Each cycle: score → check threshold → refine → score again. The history list grows with every pass.

Running Agent 2

Once the loop exits with an accepted score, Agent 1 writes the final code to a temp file and runs it:

with tempfile.NamedTemporaryFile(
    mode="w", suffix=".py", delete=False, dir=os.path.dirname(__file__)
) as f:
    f.write(agent2_code)
    agent2_path = f.name

proc = subprocess.Popen(
    [sys.executable, agent2_path],
    stdout=subprocess.PIPE,
    stderr=subprocess.PIPE,
    text=True,
)
stdout, stderr = proc.communicate(timeout=60)

The temp file gets cleaned up in a finally block no matter what happens. stdout and stderr are both captured - if Agent 2 blows up you’ll see why.
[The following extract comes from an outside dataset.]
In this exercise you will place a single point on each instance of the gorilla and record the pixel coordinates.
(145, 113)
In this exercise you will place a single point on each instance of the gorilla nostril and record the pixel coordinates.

Info This is what makes it genuinely agentic. Agent 1 isn’t just generating code for a human to run - it’s generating, scoring, refining, and executing the result itself.

Model choices

I used different models for different roles and I did this deliberately. The generator and refiner both use claude-opus-4-8 because they need the reasoning capacity to either produce or correctly apply a structured diff. The scorer uses claude-haiku-4-5-20251001 because scoring is cheaper work - fast and sufficient. You could swap haiku for sonnet if you want richer feedback, but I haven’t found it necessary.

Running it

Drop the script in a directory with a .env file containing your ANTHROPIC_API_KEY:

pip install anthropic python-dotenv
python agent1.py          # normal output
python agent1.py --debug  # full verbose output

The output looks something like this:

=== Agent 1 (PID 12345): generating Agent 2 ===
Score 9.8/10 — accepted.
=== Agent 1 (PID 12345): running Agent 2 ===
=== Agent 2 (PID 12346) ===
Agent 2 output: 2 + 2 equals 4.

Summary

This is a simple but flexible pattern for self-improving code generation. The structured diff format, full history passing, and different model tiers for different roles are the things that make it actually work.

The next step is more than likely going to be introducing a truly distributed message bus similar to the article here https://codecowboy.io/ai/autonomous-ai-agents/. This way, each of the agents could refine others within the network and work together toward a shared goal.

I’m already thinking about implementing a shared goal deconstructor.